Five hours and three kebabs later, they were halfway through the second Tom Cruise when Tom got up to go to the toilet. He had already put on his trainers. He made for Mike’s coat, found the keys to his Range Rover but not the front-door keys. Mike must still have them on him. Tom headed into the bathroom and locked the door, then put down the lid of the toilet and climbed onto it. A raw gust of icy air swept into the room when he opened the window. He hoisted himself up and put his feet through first. He could just squeeze out, twisting his body sideways. To drop he would need to turn right round and push himself away from the brickwork.
‘Oh, fuck.’
The skip with its bed of trimmed foliage was gone. He cursed himself for not checking first. He gripped the sill of the window he had just come through while he searched for an alternative. The wastepipe was just below his feet, running down diagonally to a main pipe on his left. Flattening himself against the wall, he found a footing. But that committed him to going down. There was next to no chance of hauling himself back up to the window, and the drop from that height would still put him in hospital. He thought about dropping and making a grab for the pipe and ruled it out as too risky.
Then he saw, running vertically a couple of feet to his left, a satellite cable. He felt for it and worked his fingers under it. There was just enough slack between the fixings for him to get a decent grip. He gave it a tug to see how firm it was. It didn’t come away. It might help get him to the main pipe. He put his weight on his one foot on the pipe, gripped the cable and lowered his left. He swapped hands on the cable, still trying to keep all his weight on the pipe, then slid himself down and along to the main wastepipe. With loud pings the two nearest cable fixings came away from the wall. He feared that would be it, but the cable held further up and he kicked with his right so that he swung close to the downpipe – but not close enough. His right hand gripped the cable, the thin plastic cutting into his fingers. A sliced hand and a broken back awaited him. He kicked again at the pipe and swung further this time, far enough to reach the downpipe with his left foot.

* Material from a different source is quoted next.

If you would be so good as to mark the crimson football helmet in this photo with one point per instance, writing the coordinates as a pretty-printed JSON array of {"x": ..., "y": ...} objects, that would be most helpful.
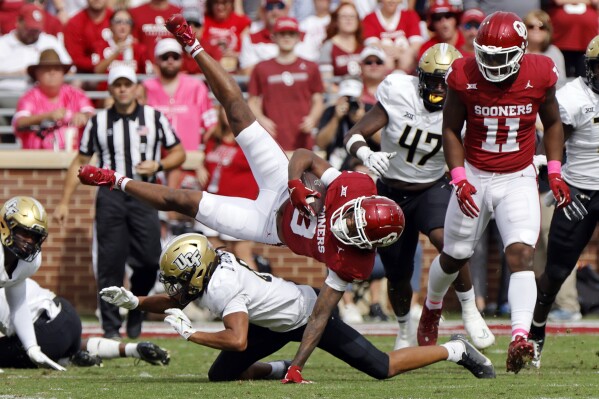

He threw his last vestige of caution to the wind, let go of the cable and somehow got both hands on the pipe. From there it was just a matter of shimmying down.

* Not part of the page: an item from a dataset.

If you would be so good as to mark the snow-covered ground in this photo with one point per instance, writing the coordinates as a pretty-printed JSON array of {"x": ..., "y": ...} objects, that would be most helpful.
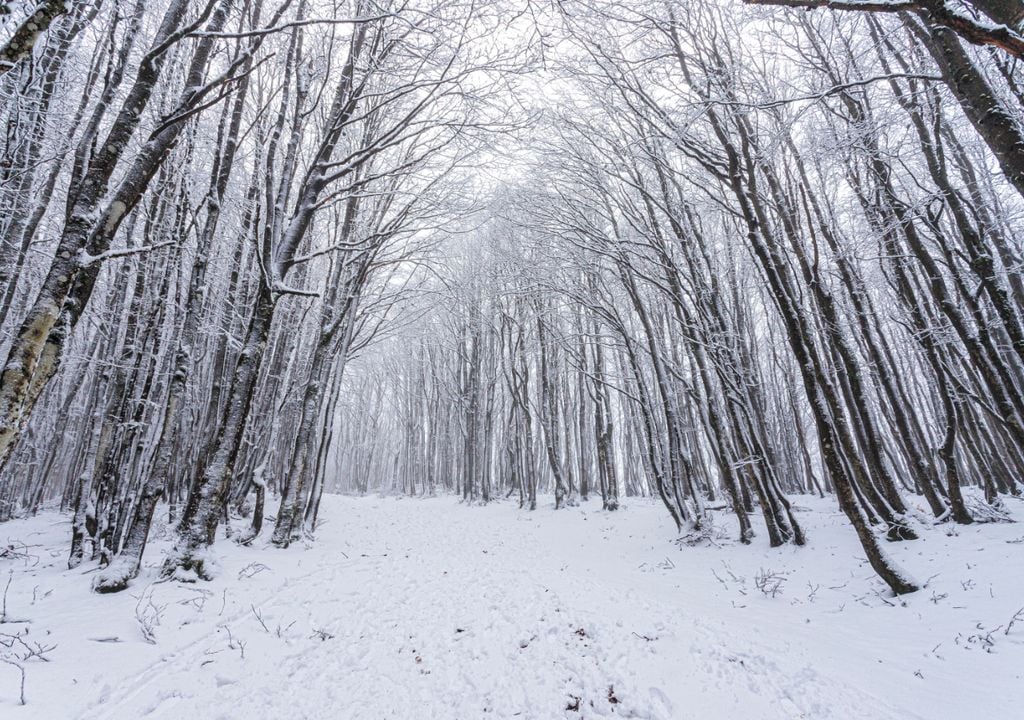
[{"x": 428, "y": 608}]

He landed hard, winded and with a bloody hand, but he was free.
He reckoned he had about three minutes before they raised the alarm. By then he would be on the M1 heading north.
32
17.00
Belmarsh Prison, South London
The cell, on Wing Seven, was two metres by three. A window of thick, heavily scratched Perspex covered with steel mesh gave only a blurred view of a floodlit wall. As well as a shelf just wide enough to take a thin, narrow mattress, there was a TV on a plastic bench in one corner and a metal toilet in the other, with a small basin beside it.
‘See these?’ The officer pointed out the long lever tap handles on the basin. ‘Abu Hamza was in here six years.’ He made two hooks with his forefingers and flicked the cold tap on and off. ‘Should have a blue plaque up for him.’ He gave a mirthless laugh.

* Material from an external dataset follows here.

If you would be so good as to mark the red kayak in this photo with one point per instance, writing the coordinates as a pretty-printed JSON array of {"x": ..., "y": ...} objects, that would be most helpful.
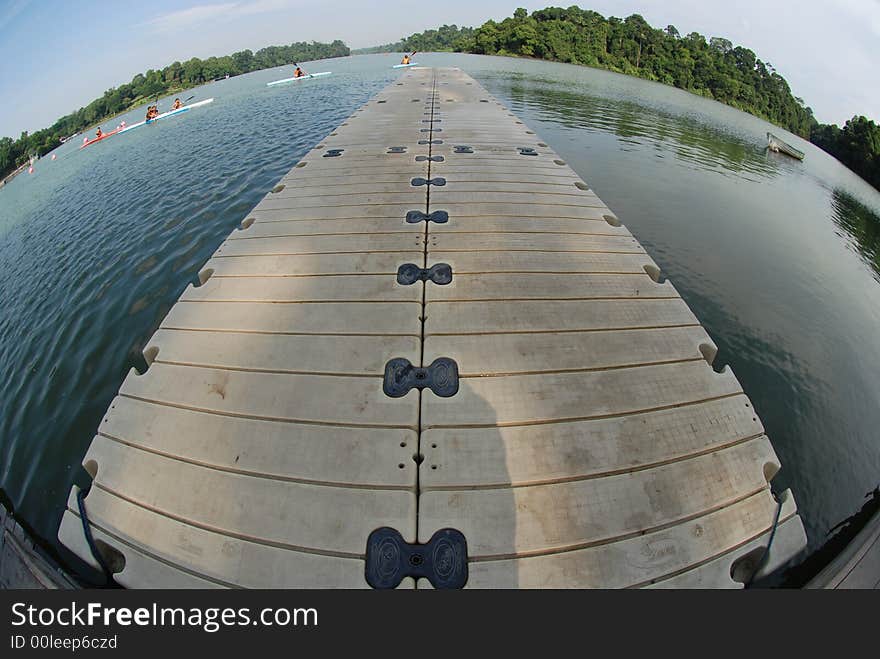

The process of just getting into the prison had taken nearly two hours. Fifteen doors and gates had to be negotiated. In the high-security unit, a grey solid block of a building – a prison within a prison – he was put through a series of security checks. First, he was told to remove everything he was wearing – even though it had all been given to him by the police who’d taken away the clothes he’d arrived in. Naked, he then had to walk through a metal detector before being subjected to an intimate body search. The soles of his feet, the spaces between his toes, his ears, his nose, his mouth and rectum were all thoroughly and humiliatingly examined. A sniffer device checked for any internal explosive devices. After getting dressed again he remained with two prison officers while they waited for clearance to go through a green metal door. Once through that he faced another locked door and a four-minute wait while he was scanned by CCTV cameras. After that, he was escorted out into the biting cold, an exercise yard, bright as day in the floodlights, surrounded by high fences topped with barbed wire and metal mesh for a roof. Two inmates were pacing the perimeter, watched by four prison guards. They all paused to stare at the newcomer.